L'articolo è imbarazzante, è da questa mattina che volevo segnalarlo in qualche modo ma giorgio mi ha rubato il tempo. Se l'idea che passa è che ogni lavoro che si svolge su "turni" è usurante siamo freschi....mi stupisco che non abbia nominato tramvieri e ferrovieri, probabilmente ci penseranno da soli a breve.
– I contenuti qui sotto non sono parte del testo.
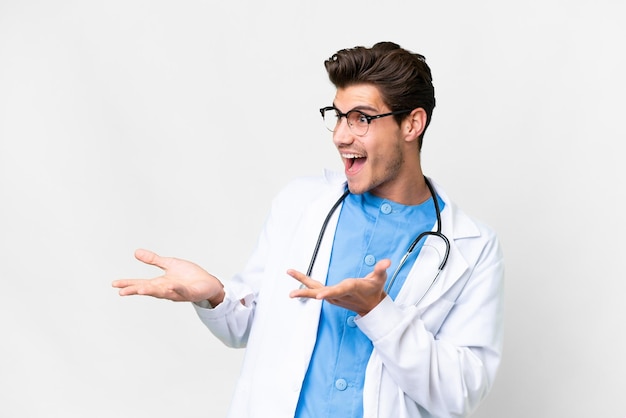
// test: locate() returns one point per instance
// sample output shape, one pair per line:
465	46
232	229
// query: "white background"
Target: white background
170	125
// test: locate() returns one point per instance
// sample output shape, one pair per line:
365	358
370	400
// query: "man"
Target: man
400	311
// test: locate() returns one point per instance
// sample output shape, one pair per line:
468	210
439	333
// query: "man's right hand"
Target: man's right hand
182	281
L'unica cosa sensata mi sembra riguardi i pompieri, e magari le maestre di asilo, per cui effettivamente posso testimoniare che l'impegno "fisico" è decisamente più provante rispetto a una maestra di scuola elementare....ma siamo sempre al limite della follia. E poi cosa succede se uno non fa lo stesso lavoro per tutta la vita? Si usura solo a metà? Probabilmente il caro sindacalista ritiene giustamente che ogni lavoro e ogni contratto debbano durare a vita......

 

La la parte migliore è quella in cui dice che l'uinica categoria che non fa certamente un lavoro usurante è quella dei professori universitari. Lasciando da parte il fatto che sia usurante o meno, rilevo che l'affermazione di Angeletti è in contraddizione con il fatto che siamo l'unica categoria che, negli anni, si è vista abbassare forzatamente l'età della pensione.

 

D'altra parte mettiti nei suoi panni: ad ogni (a77a+a che dice trova qualcuno nel governo che gli da' ragione.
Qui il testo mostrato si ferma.